"... transcurridos varios minutos otras ovejas cayeron, quedando inertes y lívidas como las demás."
(Fragmento del capítulo XXI: Problemas en el redil)
«Joseph, las ovejas se están atiborrando».
Hubo un
momento en que el pensamiento de Bathsheba se tornó en habla y ésta en
exclamación. Apenas había recobrado la calma desde el disgusto que se llevó con
los comentarios de Oak
.- ¡Basta! ¡Basta, si serán idiotas! -exclamó, arrojando
la sombrilla y su libro de oraciones a mitad del pasillo, echando a correr en
dirección de la desgracia-. ¡A quién se le ocurre venir a buscarme en lugar de
sacarlos allí directamente! ¡Hatajo de zoquetes!
Tenía los ojos más oscuros y
brillantes que nunca. Si bien la belleza de Bathsheba pertenecía más al estilo
demoníaco que al angelical, nunca se veía tan hermosa como cuando se enfadaba,
sobre todo cuando el efecto era realzado por un elegante vestido de terciopelo
que se había puesto con esmero ante el espejo.
Los hombres salieron corriendo
tras ella en tropel, hacia el campo de trébol. Joseph se quedó sin aliento más
o menos a mitad del camino, como quien se marchita en un mundo que se vuelve
insoportable. Una vez recibido el estímulo que la presencia del ama les
proporcionaba, se metieron entre las ovejas con determinación. La mayor parte
de los animales enfermos estaban tumbados, y no se movían cuando se les animaba
a hacerlo. Cargaron a estos en brazos y condujeron a los demás al campo
contiguo. Una vez allí, y transcurridos varios minutos, otras ovejas cayeron,
quedando inertes y lívidas como las demás.

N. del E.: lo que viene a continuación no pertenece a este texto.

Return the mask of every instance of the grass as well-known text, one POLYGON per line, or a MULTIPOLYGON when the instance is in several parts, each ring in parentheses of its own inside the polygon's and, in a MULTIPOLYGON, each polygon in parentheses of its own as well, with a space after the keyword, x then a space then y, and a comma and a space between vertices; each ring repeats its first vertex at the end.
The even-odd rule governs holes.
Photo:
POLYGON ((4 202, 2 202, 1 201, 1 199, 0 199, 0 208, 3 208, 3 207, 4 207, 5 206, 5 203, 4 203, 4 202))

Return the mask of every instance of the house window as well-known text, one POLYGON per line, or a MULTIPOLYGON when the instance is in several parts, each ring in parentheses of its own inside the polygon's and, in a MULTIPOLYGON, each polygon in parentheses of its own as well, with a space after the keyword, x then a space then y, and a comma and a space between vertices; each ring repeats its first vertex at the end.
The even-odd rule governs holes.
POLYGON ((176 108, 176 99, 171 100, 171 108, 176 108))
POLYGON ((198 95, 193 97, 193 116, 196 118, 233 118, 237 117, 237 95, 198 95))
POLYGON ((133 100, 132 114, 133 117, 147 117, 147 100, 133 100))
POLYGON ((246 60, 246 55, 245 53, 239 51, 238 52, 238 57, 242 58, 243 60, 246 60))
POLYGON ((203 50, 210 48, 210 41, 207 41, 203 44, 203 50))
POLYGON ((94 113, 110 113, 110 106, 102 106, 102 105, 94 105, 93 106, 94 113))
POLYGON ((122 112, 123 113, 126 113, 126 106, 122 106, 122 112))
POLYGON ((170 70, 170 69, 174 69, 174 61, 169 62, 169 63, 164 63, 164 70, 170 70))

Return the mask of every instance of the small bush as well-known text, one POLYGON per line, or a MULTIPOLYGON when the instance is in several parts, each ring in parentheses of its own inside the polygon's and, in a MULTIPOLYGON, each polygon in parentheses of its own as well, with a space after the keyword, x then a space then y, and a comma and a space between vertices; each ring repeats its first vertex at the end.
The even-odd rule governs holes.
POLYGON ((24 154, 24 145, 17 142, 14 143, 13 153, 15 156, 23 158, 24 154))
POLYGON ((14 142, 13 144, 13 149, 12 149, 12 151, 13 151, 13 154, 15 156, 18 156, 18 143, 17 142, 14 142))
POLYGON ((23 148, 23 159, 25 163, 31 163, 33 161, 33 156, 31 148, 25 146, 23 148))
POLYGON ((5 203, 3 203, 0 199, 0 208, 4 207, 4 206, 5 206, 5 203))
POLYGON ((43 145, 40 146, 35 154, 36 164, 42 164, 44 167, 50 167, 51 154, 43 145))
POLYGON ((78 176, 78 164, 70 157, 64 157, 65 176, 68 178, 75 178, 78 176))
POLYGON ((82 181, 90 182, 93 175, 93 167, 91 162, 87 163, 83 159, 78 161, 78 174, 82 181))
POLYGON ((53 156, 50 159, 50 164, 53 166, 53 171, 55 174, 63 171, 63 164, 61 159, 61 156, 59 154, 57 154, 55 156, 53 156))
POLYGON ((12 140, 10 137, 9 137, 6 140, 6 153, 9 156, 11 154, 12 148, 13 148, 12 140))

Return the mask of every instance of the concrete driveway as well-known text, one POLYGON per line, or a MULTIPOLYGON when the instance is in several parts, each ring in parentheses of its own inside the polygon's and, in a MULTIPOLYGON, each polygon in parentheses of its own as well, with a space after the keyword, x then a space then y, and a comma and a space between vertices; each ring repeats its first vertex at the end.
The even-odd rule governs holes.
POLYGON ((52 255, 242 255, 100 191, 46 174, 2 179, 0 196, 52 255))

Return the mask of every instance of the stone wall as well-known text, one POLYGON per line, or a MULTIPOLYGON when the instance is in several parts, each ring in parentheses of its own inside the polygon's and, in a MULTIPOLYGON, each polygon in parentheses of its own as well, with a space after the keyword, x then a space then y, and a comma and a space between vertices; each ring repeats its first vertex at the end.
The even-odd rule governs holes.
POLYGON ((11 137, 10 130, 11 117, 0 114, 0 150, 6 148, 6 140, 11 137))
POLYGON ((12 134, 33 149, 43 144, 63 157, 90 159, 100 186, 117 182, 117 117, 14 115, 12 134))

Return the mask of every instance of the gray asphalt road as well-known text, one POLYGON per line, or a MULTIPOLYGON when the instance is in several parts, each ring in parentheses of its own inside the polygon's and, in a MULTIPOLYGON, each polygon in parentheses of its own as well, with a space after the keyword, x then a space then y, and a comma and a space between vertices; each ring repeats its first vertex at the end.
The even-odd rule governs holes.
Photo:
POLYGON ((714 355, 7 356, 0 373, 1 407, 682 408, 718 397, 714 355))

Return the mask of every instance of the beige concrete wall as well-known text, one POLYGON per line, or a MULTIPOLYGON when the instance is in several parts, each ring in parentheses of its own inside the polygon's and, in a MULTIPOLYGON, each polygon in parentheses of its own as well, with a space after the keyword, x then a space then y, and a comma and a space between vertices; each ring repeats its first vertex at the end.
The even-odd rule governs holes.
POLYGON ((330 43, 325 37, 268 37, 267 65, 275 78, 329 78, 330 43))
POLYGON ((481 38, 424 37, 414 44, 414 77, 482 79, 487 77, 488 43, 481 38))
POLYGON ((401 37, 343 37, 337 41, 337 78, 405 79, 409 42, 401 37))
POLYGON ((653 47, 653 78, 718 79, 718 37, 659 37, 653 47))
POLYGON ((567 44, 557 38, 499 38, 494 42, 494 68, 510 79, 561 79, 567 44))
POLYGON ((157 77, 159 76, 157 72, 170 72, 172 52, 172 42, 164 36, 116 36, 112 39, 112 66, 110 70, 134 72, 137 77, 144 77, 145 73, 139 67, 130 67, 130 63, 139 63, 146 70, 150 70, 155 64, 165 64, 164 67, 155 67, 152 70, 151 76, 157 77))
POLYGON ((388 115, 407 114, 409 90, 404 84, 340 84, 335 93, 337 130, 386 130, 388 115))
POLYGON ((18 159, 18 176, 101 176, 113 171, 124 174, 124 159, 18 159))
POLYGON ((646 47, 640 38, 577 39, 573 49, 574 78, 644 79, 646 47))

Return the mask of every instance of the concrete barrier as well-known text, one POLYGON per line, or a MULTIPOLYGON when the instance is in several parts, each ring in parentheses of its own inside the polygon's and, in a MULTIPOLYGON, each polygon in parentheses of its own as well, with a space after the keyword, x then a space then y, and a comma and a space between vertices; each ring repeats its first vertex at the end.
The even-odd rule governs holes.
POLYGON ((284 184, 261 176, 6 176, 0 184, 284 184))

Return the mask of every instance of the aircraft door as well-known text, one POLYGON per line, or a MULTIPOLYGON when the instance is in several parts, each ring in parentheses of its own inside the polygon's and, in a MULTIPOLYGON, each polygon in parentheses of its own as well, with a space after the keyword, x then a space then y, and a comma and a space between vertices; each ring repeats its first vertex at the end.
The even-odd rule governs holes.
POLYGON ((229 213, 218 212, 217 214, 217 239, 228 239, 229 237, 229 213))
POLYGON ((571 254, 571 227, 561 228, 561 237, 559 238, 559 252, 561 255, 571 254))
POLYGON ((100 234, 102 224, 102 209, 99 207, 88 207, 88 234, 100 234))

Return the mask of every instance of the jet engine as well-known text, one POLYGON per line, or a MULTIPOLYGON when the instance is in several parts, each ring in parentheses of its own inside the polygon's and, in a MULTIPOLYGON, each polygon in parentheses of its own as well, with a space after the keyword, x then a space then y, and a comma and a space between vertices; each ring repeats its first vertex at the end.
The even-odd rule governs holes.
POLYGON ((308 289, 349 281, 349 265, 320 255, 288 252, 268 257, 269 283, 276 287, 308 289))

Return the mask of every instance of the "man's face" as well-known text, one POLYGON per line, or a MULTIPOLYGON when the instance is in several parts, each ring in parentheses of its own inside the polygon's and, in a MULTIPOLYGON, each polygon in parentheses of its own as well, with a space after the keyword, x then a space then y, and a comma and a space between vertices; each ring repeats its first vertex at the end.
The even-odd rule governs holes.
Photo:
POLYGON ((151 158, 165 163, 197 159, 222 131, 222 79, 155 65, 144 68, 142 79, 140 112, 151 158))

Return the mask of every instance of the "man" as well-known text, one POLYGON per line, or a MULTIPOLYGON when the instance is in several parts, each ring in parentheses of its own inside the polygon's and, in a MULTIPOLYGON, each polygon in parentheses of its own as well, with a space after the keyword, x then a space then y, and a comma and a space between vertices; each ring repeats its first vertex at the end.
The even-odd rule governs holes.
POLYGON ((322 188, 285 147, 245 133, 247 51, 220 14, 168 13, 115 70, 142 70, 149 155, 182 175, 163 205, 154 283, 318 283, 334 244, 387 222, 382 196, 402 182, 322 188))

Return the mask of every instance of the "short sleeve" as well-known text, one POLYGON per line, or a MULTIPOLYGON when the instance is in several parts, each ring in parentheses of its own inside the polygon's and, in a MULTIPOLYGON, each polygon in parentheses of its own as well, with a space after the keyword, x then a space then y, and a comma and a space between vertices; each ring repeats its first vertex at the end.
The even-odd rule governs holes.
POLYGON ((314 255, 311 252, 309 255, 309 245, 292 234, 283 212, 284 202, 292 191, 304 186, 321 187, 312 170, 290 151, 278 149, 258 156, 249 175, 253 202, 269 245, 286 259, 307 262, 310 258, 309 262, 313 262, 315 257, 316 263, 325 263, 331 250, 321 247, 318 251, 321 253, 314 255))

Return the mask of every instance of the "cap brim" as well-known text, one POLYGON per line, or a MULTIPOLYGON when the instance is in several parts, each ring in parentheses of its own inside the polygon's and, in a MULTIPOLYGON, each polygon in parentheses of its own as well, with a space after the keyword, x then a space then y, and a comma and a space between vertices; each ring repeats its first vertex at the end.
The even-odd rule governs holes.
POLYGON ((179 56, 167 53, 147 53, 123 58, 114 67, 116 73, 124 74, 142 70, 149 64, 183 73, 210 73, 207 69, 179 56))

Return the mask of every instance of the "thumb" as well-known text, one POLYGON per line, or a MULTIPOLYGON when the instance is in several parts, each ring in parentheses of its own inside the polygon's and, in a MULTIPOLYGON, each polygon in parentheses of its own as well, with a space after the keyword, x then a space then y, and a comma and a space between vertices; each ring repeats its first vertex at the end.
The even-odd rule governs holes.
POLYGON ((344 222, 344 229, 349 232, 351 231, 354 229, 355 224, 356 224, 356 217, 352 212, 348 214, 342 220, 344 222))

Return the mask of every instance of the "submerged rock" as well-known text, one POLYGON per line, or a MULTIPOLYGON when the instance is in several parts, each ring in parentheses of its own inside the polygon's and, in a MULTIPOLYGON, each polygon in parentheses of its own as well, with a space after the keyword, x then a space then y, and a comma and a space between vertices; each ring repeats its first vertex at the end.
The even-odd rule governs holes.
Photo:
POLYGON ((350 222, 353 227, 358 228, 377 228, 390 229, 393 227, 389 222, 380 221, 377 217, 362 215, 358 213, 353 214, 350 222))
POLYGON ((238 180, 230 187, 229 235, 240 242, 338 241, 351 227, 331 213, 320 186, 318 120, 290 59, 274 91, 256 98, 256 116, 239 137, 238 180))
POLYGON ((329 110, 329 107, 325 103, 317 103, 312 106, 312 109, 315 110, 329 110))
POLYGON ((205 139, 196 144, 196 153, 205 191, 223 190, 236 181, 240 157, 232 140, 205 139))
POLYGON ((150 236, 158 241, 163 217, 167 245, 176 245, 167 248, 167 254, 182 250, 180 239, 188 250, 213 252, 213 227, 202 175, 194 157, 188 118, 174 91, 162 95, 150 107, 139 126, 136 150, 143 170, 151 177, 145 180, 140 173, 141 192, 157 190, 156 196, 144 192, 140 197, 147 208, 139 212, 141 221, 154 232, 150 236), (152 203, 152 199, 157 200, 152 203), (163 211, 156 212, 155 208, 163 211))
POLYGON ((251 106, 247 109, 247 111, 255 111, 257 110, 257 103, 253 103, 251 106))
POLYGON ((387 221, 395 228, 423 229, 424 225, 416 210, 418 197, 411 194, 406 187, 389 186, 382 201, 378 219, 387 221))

Bathsheba, con el corazón a punto de
estallar, contemplaba los mejores ejemplares de su rebaño tirados por el
suelo:
Hinchadas por el viento y el fétido vaho que expulsaban.
Muchas ovejas
echaban espuma por el hocico; su respiración era rauda y entrecortada, y todas
tenían el cuerpo gravemente hinchado.
-¡Ay, qué puedo hacer! ¡Qué puedo hacer!
-exclamaba Bathsheba con desesperación-. ¡Qué desgraciadas son las ovejas!
¡Siempre les pasa algo! No he conocido un solo rebaño que sobreviva más de un
año sin meterse en apuros.
- Sólo hay un modo de salvarlas -dijo Tail.
- ¿Cuál
¡Dímelo, de prisa!- Hay que perforarlas en el costado con un instrumento
especial.
- ¿Sabes cómo se hace? ¿Lo sé yo?
- No, señora. Nosotros no sabemos, y
usted tampoco. Hay que hacerlo en un punto muy preciso. Si se desvía un
centímetro a la derecha o a la izquierda, se mata a la oveja. Normalmente, ni
siquiera los pastores saben hacerlo.
- Entonces morirán -dijo Bathsheba con
resignación.
-Sólo hay un hombre en los contornos que sepa hacerlo -dijo Joseph,
que acababa de llegar en ese momento-. Si
estuviera aquí las curaría a todas.
Thomas Hardy (Inglaterra, 1840-1928).